NEW YORK – Airlines, hotels and casinos were set to take the biggest economic hit from Hurricane Katrina (search) as it roared along the Gulf of Mexico Monday, but insurers, oil producers and home-improvement retailers may actually benefit in the long run as business returns to normal, analysts said.
Katrina forced the shut down of almost half of oil production in the Gulf area, pushing crude oil prices to a new high. That is bad news for airlines that are already suffering from inflated fuel prices.
"Oil prices were already very bad, this new rise is going to make it very rough," Standard & Poor's analyst Jim Corridore said. "The airline industry will see pretty high losses in the third quarter."

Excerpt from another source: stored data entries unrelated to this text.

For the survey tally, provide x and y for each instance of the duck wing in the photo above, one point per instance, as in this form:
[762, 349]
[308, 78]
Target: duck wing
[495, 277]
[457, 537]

The storm forced the cancellation of flights to the Gulf Coast region and the closure of many casinos around New Orleans and on the Mississippi coast. Significant damage could keep visitors away from the area for some time, analysts said, likely hurting the hotel business.
Oil companies may benefit from higher oil prices, and oilfield services companies can look forward to lucrative contracts to repair damage to rigs and refineries.
As of Monday morning, nearly half of the oil production in the Gulf had been temporarily shut down. About a quarter of U.S. domestic oil and gas output comes from that area.
"The threat of scarcity and the potential for infrastructure or throughput damage to refining should cause oil and natural gas prices to spike," Merrill Lynch analyst John Herrlin said.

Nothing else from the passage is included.